My space is designed to serve me and my family everyday. Many of the things we own have a specific purpose in our daily routines and activities. I don’t have much space (physically and mentally) for things that I don’t use. I have to be very intentional about what I keep and what I discard. If I kept everything that I ever received, my apartment would turn into a storage unit and that’s no fun to live in.
If we received an unwanted gift and wonder whether we should keep it or not we must face a difficult question: do I want to have this item around all the time just in case someone who gave it to me comes over?
Most of the time my personal answer is that I don’t. I need to be willing to take the risk of having a difficult or awkward conversation with a friend as the cost of living in a space that makes me happy, in a space where I feel like I can exercise some sort of control and in a space that’s not filled with stuff I’m not using. As much as I hate to think that I could offend or hurt someone’s feelings, I get rid of stuff for practical reasons not personal.
My advice for dealing with unwanted gifts without ruining your friendship is this:
- Keep in mind what a gift symbolizes. People want to show their care and love through gift-giving.
- Consider the monetary value. Don’t treat a stuffed animal or a set of shampoos like an iPad or Tiffany’s ring.

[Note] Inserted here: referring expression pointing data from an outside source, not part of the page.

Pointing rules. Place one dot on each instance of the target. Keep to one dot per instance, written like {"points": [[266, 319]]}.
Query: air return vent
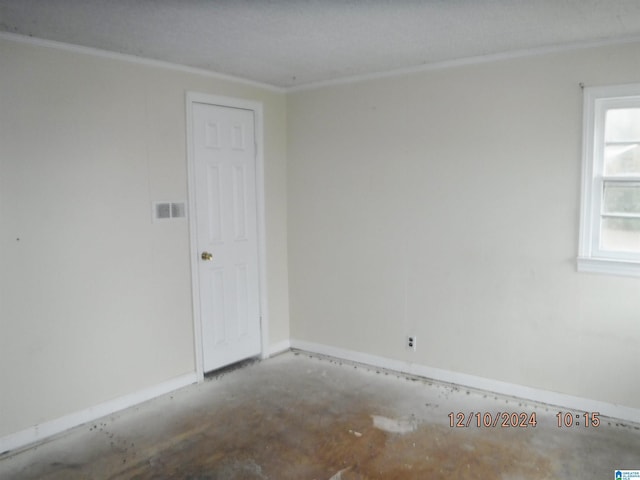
{"points": [[168, 210]]}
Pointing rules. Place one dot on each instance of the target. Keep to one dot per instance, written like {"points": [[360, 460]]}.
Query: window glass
{"points": [[622, 142], [620, 234], [621, 198]]}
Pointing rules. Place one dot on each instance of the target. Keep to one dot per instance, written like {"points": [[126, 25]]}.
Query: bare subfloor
{"points": [[304, 417]]}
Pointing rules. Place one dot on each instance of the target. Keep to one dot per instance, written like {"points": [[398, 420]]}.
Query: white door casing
{"points": [[224, 200]]}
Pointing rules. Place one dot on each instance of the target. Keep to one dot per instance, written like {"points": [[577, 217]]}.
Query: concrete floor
{"points": [[304, 417]]}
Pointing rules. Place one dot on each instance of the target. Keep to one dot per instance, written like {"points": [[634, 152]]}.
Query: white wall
{"points": [[95, 299], [445, 204]]}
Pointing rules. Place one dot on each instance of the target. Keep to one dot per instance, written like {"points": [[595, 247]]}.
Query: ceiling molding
{"points": [[462, 62], [96, 52]]}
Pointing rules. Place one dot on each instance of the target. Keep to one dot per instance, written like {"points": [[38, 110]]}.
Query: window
{"points": [[610, 216]]}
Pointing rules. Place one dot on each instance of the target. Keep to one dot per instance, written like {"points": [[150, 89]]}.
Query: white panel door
{"points": [[226, 224]]}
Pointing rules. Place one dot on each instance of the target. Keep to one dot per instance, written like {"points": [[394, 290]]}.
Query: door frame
{"points": [[256, 107]]}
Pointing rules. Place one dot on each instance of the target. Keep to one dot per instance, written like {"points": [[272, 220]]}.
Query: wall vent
{"points": [[168, 210]]}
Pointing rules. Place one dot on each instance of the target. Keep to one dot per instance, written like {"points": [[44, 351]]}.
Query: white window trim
{"points": [[590, 257]]}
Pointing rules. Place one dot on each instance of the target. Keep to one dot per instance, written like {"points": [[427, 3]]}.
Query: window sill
{"points": [[625, 268]]}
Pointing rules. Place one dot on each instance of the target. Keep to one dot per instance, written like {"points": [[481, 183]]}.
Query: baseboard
{"points": [[40, 432], [278, 348], [513, 390]]}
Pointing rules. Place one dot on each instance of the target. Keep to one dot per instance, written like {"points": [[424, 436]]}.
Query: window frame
{"points": [[592, 258]]}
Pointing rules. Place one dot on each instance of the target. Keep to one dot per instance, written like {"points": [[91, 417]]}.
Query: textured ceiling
{"points": [[288, 43]]}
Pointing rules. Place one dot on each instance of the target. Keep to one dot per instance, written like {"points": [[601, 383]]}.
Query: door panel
{"points": [[226, 224]]}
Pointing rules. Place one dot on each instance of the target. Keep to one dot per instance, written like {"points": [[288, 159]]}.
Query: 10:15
{"points": [[591, 419]]}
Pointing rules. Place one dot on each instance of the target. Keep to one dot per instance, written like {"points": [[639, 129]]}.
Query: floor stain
{"points": [[312, 419]]}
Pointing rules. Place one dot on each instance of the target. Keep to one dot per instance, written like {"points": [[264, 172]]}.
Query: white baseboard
{"points": [[279, 347], [513, 390], [44, 430]]}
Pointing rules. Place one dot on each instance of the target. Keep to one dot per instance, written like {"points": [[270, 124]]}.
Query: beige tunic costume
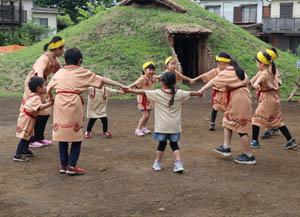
{"points": [[144, 83], [238, 111], [97, 101], [167, 119], [27, 116], [268, 111], [218, 96], [43, 67], [69, 83]]}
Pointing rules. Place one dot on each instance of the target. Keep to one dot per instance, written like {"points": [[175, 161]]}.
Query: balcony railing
{"points": [[281, 25], [12, 17]]}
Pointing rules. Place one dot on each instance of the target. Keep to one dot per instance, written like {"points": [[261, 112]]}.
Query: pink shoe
{"points": [[46, 142], [107, 134], [36, 145], [87, 135], [139, 132], [146, 130]]}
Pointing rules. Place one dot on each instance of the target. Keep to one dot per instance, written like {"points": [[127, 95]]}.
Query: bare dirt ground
{"points": [[120, 181]]}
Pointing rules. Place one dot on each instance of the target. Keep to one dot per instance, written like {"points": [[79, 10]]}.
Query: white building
{"points": [[239, 12], [283, 25], [42, 16]]}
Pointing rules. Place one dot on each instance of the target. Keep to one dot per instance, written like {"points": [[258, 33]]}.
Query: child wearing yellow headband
{"points": [[238, 111], [44, 66], [171, 65], [217, 98], [268, 111], [274, 55], [146, 82]]}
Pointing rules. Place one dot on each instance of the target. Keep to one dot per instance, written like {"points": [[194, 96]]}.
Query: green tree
{"points": [[72, 7]]}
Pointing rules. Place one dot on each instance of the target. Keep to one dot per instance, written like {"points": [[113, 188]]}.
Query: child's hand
{"points": [[192, 81], [256, 86], [125, 89]]}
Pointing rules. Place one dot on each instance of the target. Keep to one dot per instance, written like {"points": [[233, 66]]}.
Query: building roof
{"points": [[169, 4], [45, 10]]}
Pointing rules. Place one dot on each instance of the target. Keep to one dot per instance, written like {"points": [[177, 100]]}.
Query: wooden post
{"points": [[12, 14], [2, 15], [20, 13], [296, 89]]}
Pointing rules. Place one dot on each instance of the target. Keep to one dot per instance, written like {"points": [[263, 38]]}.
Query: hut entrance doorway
{"points": [[189, 45]]}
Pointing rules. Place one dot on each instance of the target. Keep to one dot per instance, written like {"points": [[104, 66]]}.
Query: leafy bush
{"points": [[64, 22], [31, 33]]}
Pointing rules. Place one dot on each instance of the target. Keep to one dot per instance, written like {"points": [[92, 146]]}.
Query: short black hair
{"points": [[35, 82], [72, 56]]}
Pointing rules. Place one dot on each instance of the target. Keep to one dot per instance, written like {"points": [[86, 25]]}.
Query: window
{"points": [[216, 9], [42, 21], [249, 13], [286, 10]]}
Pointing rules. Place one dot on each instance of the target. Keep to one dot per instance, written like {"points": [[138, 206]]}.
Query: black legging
{"points": [[162, 146], [92, 121], [213, 116], [39, 129], [65, 158], [284, 130]]}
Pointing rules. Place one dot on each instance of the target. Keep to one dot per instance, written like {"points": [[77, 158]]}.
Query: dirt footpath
{"points": [[120, 182]]}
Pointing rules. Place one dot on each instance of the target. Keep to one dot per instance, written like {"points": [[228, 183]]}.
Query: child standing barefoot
{"points": [[69, 82], [268, 111], [96, 109], [28, 115], [217, 98], [168, 105], [145, 82], [238, 111]]}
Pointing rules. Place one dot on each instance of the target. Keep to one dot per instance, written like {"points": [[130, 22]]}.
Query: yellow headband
{"points": [[146, 64], [169, 59], [223, 59], [57, 44], [261, 57], [272, 54]]}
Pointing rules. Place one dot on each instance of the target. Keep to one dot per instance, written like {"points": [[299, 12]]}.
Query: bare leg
{"points": [[144, 119]]}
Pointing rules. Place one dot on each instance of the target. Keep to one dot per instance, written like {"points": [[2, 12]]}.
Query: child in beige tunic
{"points": [[167, 105], [268, 111], [218, 96], [44, 66], [274, 55], [96, 109], [145, 82], [27, 117], [238, 111], [171, 65], [69, 82]]}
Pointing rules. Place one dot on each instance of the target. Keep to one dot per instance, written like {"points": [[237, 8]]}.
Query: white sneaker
{"points": [[146, 130], [156, 166], [178, 168], [139, 132]]}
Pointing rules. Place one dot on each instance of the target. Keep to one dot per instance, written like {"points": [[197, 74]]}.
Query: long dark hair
{"points": [[169, 79], [238, 70], [73, 56], [269, 58], [53, 40], [151, 66]]}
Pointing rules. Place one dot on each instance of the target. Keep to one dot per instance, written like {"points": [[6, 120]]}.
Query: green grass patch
{"points": [[116, 42]]}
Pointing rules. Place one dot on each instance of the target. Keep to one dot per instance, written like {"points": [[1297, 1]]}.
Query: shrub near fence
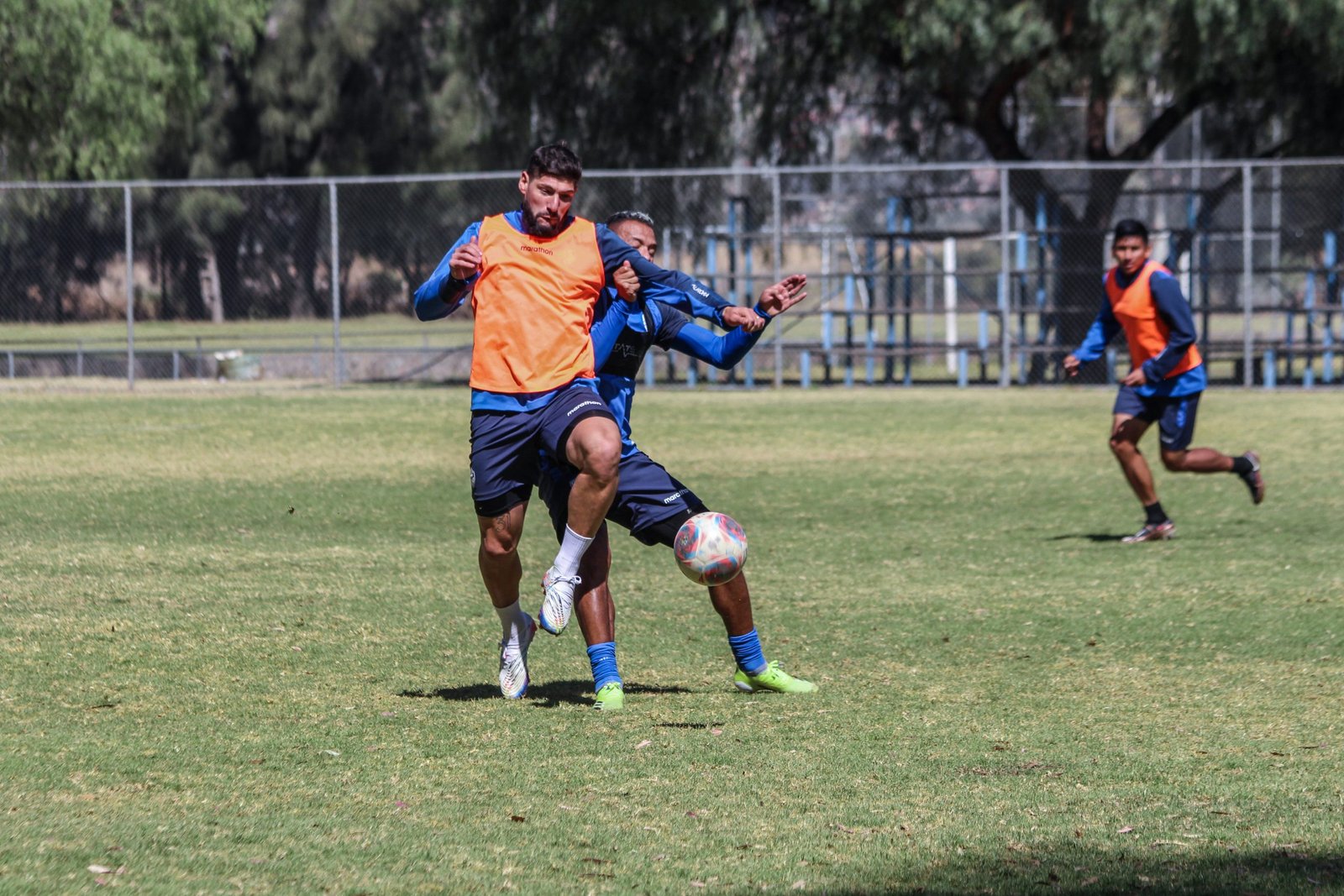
{"points": [[933, 273]]}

- Remember the value of your friend’s gesture. Focus on showing your appreciation for the thought and effort to give you a gift.
- Look at the gift objectively. If you can use it, have space for it, like it, by all means, keep it. But if you don’t, find a new place for it. You can donate it, think of someone who really needs it, or maybe even sell it (I know that one sounds pretty heartless).
As you deal with unwanted gifts, continue investing in your relationships and deepen them. Devote time to your friends and find ways to show them your care in ways that you find appropriate. Relationships are more than stuff so focus more on how you treat your friendship, not the stuff.